A matriarca da última família grega da Crimeia dá pelo nome de Medeia. Com a cabeça envolvida por um “xaile desbotado”, é descrita como uma babushka carrancuda “a quem o traje do luto caía bem”. Viúva e sem descendência directa, Medeia é uma mulher “cheia de fibra”, que assume com naturalidade o papel de chefe de família — ou não estivesse ela no centro de uma extensa e intrincada teia genealógica. Eis a fascinante história de “Medeia e os Seus Filhos” (Cavalo de Ferro, 2022).

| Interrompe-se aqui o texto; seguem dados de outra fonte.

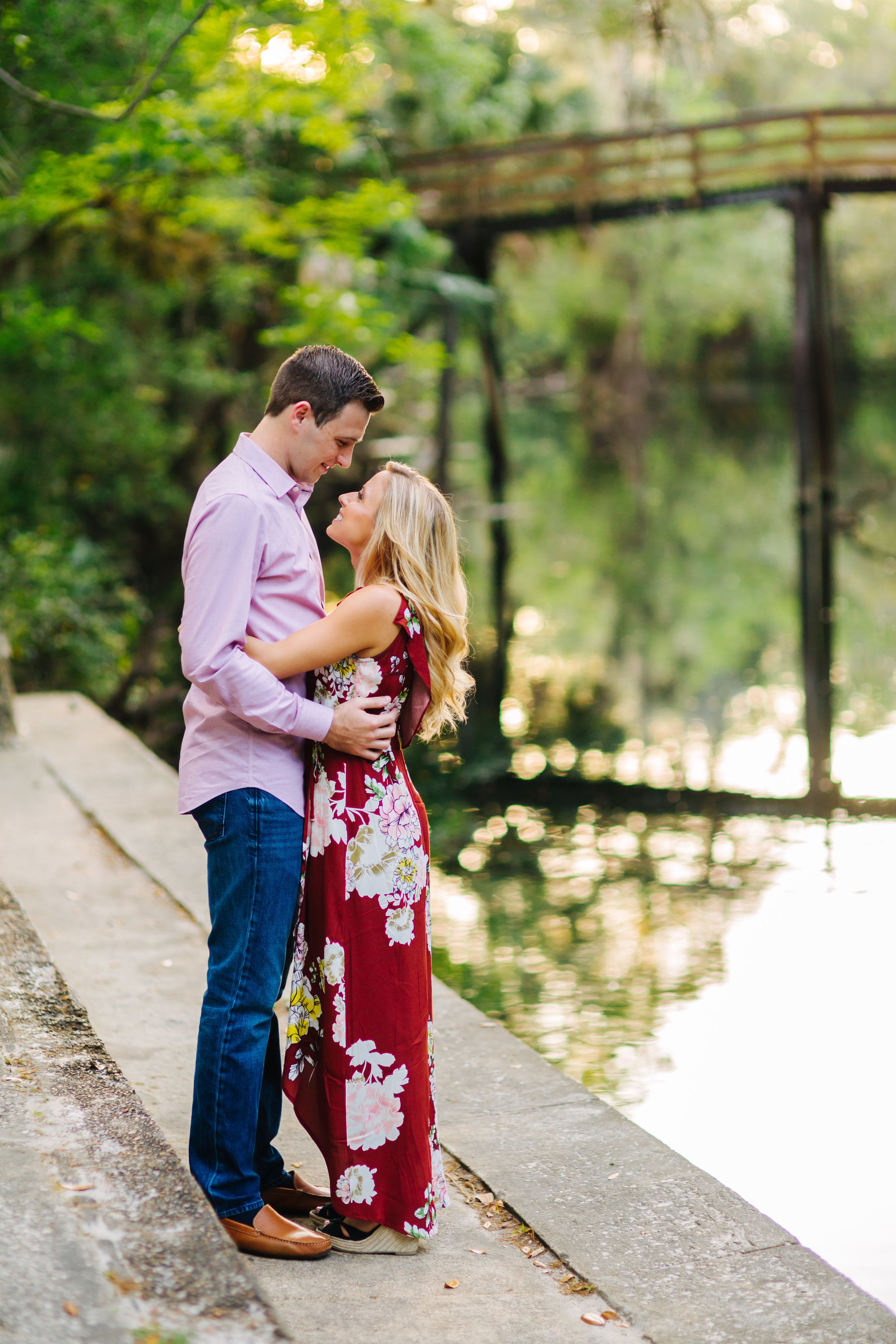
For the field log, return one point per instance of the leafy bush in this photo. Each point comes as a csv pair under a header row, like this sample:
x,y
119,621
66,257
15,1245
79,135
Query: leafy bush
x,y
69,616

Alternando entre o passado e o presente narrativos, a autora Ludmila Ulitskaya conta a sina dos membros da família Sinopli, cujo destino espalhou pelo globo no seguimento de sucessivas guerras, revoluções, fomes e deportações. Aparentemente indiferente às tragédias que marcaram o Leste Europeu na primeira metade do século passado, Medeia, “que sobrevivera a todas as desordens na Crimeia”, torna-se na guardiã do último reduto da família em Teodósia, onde a vasta linhagem dos Sinopli se reúne, quase religiosamente, todo o santo Verão.
Por sua parte, e apesar da ascendência helénica e nome ilustre, Medeia é pouco dada a crenças mitológicas. É, no entanto, possível entrever nesta trama familiar um indício determinista, quiçá obra das lendárias Moiras — as irmãs fiandeiras que tecem o fio da vida da Grécia Antiga. Seja predestinação ou puro acaso, os esforços de Medeia centram-se na “lealdade à mitologia da vida familiar” e na luta contra a desintegração dos Sinopli, que entretanto se dispersaram pela Geórgia, Lituânia, Moscovo, Sibéria e Ásia Central.
Cada capítulo é como que um minucioso conto, que apresenta cada uma das personagens da narrativa à medida que estas retornam à velha Crimeia, para se reunirem na humilde casa de Medeia para mais um período estival. Num clima quente em que “todo o ar transbordava de atracção mútua, do movimento subtil das almas e dos corpos”, os habitantes da península, familiares visitantes e outros veraneantes ocasionais caem languidamente nos braços escaldantes de Afrodite.
Nas palavras de Ulitskaya lê-se a sagacidade da escrita de Pushkin, ouvem-se os ecos realistas de Tolstoi e descobrem-se os simples segredos da natureza humana, fazendo a personagem central desta obra lembrar a “Sibila” de Agustina Bessa-Luís.
“Medeia e os Seus Filhos” reflecte sobre perseverança, movimentos sociais e traumas colectivos, mesmo que, à superfície, a autora pinte uma bonita e detalhada matriosca geracional que realça o drama, o escândalo, a cobiça, rivalidades e segredos entre primos, irmãos, ascendentes e descendência — no fundo, os eventos de uma família normal.